MULTIDIMENSIONAL FINANCIAL RISK ASSESSMENT METHOD BASED ON HYBRID DEEP LEARNING
DOI:
https://doi.org/10.31891/2307-5732-2026-365-46Keywords:
financial risk assessment, hybrid models, deep learning, data mining, multidimensional big dataAbstract
This article addresses the challenge of providing a comprehensive assessment of financial risks for investors within the context of increasing dynamism and uncertainty in financial markets. The study substantiates the feasibility of employing advanced deep learning approaches for the intelligent analysis of risk factors emerging from the interplay of financial, macroeconomic, and behavioral drivers. It is demonstrated that traditional statistical and econometric models often fail to adequately capture the complex non-linear structure of financial processes, highlighting the urgent need for new methods focused on multidimensional data analysis and adaptive environmental responsiveness.

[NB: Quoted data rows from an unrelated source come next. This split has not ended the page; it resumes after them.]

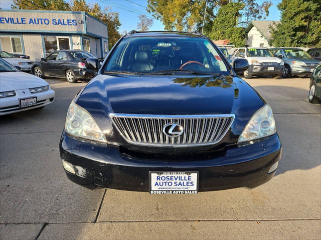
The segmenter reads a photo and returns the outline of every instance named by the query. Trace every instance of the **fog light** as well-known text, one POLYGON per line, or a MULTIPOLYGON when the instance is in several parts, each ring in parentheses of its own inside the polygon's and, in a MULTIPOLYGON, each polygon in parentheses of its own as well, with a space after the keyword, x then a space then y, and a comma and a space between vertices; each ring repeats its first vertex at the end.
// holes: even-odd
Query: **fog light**
POLYGON ((75 172, 75 168, 71 164, 67 162, 65 162, 63 160, 62 160, 62 164, 64 166, 64 168, 65 168, 66 171, 68 171, 73 174, 75 174, 76 173, 75 172))
POLYGON ((271 167, 271 168, 270 168, 270 170, 269 170, 269 172, 268 173, 268 174, 270 174, 272 172, 275 171, 276 170, 276 168, 277 168, 277 166, 278 164, 279 164, 279 162, 277 161, 276 162, 275 162, 274 164, 273 164, 273 166, 271 167))

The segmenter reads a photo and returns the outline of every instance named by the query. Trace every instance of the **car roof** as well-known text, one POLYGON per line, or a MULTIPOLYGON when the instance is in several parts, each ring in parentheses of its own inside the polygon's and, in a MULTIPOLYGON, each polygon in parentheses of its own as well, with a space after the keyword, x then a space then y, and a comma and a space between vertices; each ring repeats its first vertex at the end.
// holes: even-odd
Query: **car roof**
POLYGON ((175 31, 148 31, 137 32, 133 30, 128 32, 124 38, 136 36, 189 36, 205 38, 204 35, 197 32, 175 32, 175 31))

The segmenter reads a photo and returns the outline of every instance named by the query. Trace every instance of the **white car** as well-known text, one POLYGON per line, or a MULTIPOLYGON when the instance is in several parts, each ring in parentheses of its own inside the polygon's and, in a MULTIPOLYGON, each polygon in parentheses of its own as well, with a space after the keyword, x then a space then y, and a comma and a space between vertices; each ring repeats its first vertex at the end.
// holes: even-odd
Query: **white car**
POLYGON ((29 59, 16 58, 7 52, 0 51, 0 58, 15 66, 18 67, 22 71, 29 72, 34 62, 29 59))
POLYGON ((55 91, 45 80, 0 59, 0 116, 42 108, 54 98, 55 91))
POLYGON ((239 48, 234 50, 231 59, 245 58, 249 62, 249 68, 244 71, 246 78, 255 75, 272 76, 273 78, 281 78, 284 68, 284 62, 274 56, 266 48, 239 48))

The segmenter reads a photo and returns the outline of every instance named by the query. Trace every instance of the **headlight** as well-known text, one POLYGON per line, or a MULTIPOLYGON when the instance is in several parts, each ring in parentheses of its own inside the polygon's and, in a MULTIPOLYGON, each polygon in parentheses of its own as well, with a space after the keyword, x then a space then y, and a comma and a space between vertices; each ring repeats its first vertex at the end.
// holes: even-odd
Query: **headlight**
POLYGON ((15 91, 2 92, 0 92, 0 98, 8 98, 10 96, 16 96, 15 91))
POLYGON ((252 60, 251 62, 252 62, 252 65, 261 65, 261 64, 260 63, 260 62, 257 60, 255 60, 253 59, 253 60, 252 60))
POLYGON ((71 135, 101 142, 107 140, 92 116, 72 102, 67 114, 65 130, 71 135))
POLYGON ((294 65, 298 65, 299 66, 305 66, 305 64, 302 62, 298 61, 292 61, 292 63, 294 65))
POLYGON ((49 86, 40 86, 39 88, 29 88, 30 92, 32 94, 36 94, 36 92, 42 92, 47 91, 49 90, 49 86))
POLYGON ((274 134, 275 122, 272 109, 267 104, 257 111, 239 138, 239 142, 248 142, 274 134))

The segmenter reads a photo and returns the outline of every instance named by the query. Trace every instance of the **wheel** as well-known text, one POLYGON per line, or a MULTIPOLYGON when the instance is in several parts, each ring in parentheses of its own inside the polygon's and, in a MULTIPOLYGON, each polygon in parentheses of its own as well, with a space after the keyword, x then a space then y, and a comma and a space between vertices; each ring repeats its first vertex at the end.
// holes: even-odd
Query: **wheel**
POLYGON ((252 74, 250 73, 248 69, 244 71, 244 72, 243 73, 243 76, 244 76, 244 78, 245 78, 246 79, 250 79, 250 78, 252 78, 252 74))
POLYGON ((309 92, 309 102, 311 104, 318 104, 320 100, 315 96, 315 84, 313 84, 310 88, 309 92))
POLYGON ((76 76, 71 70, 67 70, 66 72, 66 78, 67 80, 71 84, 74 84, 78 82, 76 78, 76 76))
POLYGON ((39 78, 44 78, 44 74, 39 66, 36 66, 34 68, 34 74, 39 78))
POLYGON ((283 73, 282 74, 282 76, 283 78, 291 78, 291 68, 290 66, 287 65, 284 66, 284 68, 283 70, 283 73))

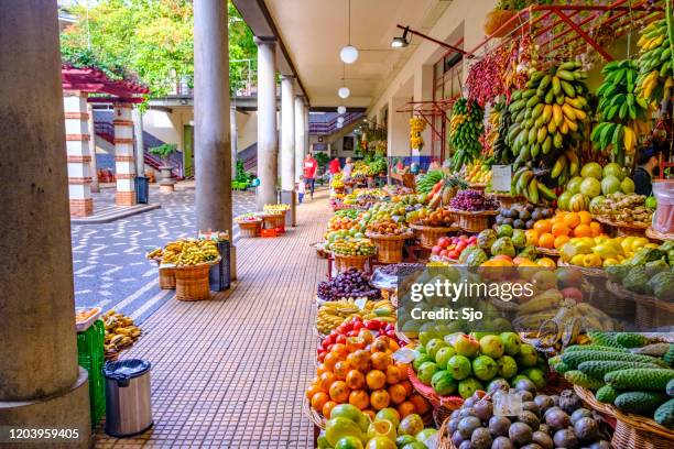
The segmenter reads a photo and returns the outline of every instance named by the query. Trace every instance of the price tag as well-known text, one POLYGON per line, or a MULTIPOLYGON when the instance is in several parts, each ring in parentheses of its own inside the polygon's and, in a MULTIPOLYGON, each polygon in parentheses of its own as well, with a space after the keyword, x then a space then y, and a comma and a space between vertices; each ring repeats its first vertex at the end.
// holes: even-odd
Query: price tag
POLYGON ((491 166, 491 189, 493 191, 510 191, 512 179, 511 165, 492 165, 491 166))

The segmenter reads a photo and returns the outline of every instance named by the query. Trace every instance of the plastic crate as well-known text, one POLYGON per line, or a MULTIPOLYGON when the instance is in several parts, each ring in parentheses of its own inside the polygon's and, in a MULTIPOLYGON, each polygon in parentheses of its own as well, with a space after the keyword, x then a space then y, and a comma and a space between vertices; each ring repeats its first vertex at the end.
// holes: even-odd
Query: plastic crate
POLYGON ((102 375, 105 336, 106 328, 101 320, 96 320, 87 330, 77 333, 77 363, 89 372, 93 427, 106 414, 106 384, 102 375))

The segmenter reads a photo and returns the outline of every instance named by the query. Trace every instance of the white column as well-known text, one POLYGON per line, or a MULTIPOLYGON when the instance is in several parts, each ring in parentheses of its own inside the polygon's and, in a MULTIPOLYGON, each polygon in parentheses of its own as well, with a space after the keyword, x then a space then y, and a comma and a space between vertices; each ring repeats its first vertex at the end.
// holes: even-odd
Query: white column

The authors propose a method for the multidimensional assessment of investors' financial risks based on hybrid deep learning models. This method integrates mechanisms for forming a consistent financial feature space, constructing latent representations of risk factors, and forecasting their dynamics. The approach is designed to combine diverse neural network architectures to more comprehensively reflect the temporal, structural, and contextual characteristics of financial data. Particular emphasis is placed on the integration of macroeconomic indicators and market conditions, which enhances the information density of the models and ensures a more realistic interpretation of risk processes.
The paper delineates the conceptual foundations for developing an integral financial risk indicator that synthesizes the results of multidimensional analysis and risk factor forecasting. The proposed approach facilitates adaptive parameter tuning of deep learning models in response to shifts in the financial environment, ensuring robust estimation and increased predictive value. Furthermore, the article details the algorithmic aspects of the method's implementation, establishing a framework for subsequent software development and experimental validation. The findings confirm the promise of hybrid deep learning models for the intelligent analysis of financial risks, as they provide a more holistic account of the interdependencies between financial metrics and external economic factors.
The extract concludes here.